Misc point 3 is confusing to me. Chile is rewriting its constitution, does that count? How different does the country have to be in order to no longer exist as it currently does?
AI- I’m not a philosopher, so I generally don’t make the arguments I consume the arguments, and I have definitely come across credible arguments for free will (but also rebuttals to those arguments, etc.) I’m not trying to say the AI needs to have an iron clad argument, but it needs to be able to make an argument on its own behalf that’s similar in quality to one a human philosopher might make for their free will.
Chile- I actually wrote a whole post on the criteria, I have edited the point to link to it.
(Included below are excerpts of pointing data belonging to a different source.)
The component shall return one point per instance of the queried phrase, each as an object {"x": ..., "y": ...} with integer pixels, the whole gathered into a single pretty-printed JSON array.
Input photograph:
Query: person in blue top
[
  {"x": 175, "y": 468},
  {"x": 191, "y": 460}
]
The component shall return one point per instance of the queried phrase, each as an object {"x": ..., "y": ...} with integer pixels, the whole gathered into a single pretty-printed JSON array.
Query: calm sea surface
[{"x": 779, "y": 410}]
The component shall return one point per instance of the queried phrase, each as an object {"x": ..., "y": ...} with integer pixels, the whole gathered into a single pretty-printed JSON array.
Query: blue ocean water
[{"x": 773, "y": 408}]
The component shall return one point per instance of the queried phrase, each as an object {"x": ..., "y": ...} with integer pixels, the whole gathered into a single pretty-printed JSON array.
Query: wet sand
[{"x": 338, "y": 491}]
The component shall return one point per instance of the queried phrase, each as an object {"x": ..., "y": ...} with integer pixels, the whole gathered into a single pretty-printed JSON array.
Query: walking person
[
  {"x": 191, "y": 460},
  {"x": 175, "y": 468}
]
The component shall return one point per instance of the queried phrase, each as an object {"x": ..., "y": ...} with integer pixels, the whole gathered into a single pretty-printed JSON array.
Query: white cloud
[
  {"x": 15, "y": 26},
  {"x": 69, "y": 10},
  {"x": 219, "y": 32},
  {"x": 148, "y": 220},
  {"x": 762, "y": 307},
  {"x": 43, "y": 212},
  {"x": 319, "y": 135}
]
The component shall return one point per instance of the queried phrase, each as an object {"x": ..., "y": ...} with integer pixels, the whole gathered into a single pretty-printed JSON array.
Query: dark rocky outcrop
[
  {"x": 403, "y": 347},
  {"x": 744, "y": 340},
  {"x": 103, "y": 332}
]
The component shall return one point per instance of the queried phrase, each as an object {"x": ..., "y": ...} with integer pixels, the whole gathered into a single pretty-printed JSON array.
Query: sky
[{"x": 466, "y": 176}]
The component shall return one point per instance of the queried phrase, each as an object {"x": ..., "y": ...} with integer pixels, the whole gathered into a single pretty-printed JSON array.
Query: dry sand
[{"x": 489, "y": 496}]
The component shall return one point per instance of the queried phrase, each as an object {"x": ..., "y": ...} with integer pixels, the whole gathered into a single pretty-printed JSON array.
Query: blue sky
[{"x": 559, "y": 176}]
But basically the criteria are:
Fundamental change to the system of law or government
Civil war or revolution
Significant loss of territory
Foreign occupation
Obviously the first one is the fuzzy one, and the one where Chile might be included, but my intent is to only include countries that clearly go from say long standing democracy to clear dictatorship. So for example Russia doesn’t count even though you could make the argument that they’ve made that transition under Putin, but it’s not as if Russia was a solid well-entrenched democracy and then Putin came along. But the end of the Soviet Union would qualify on points 1-3.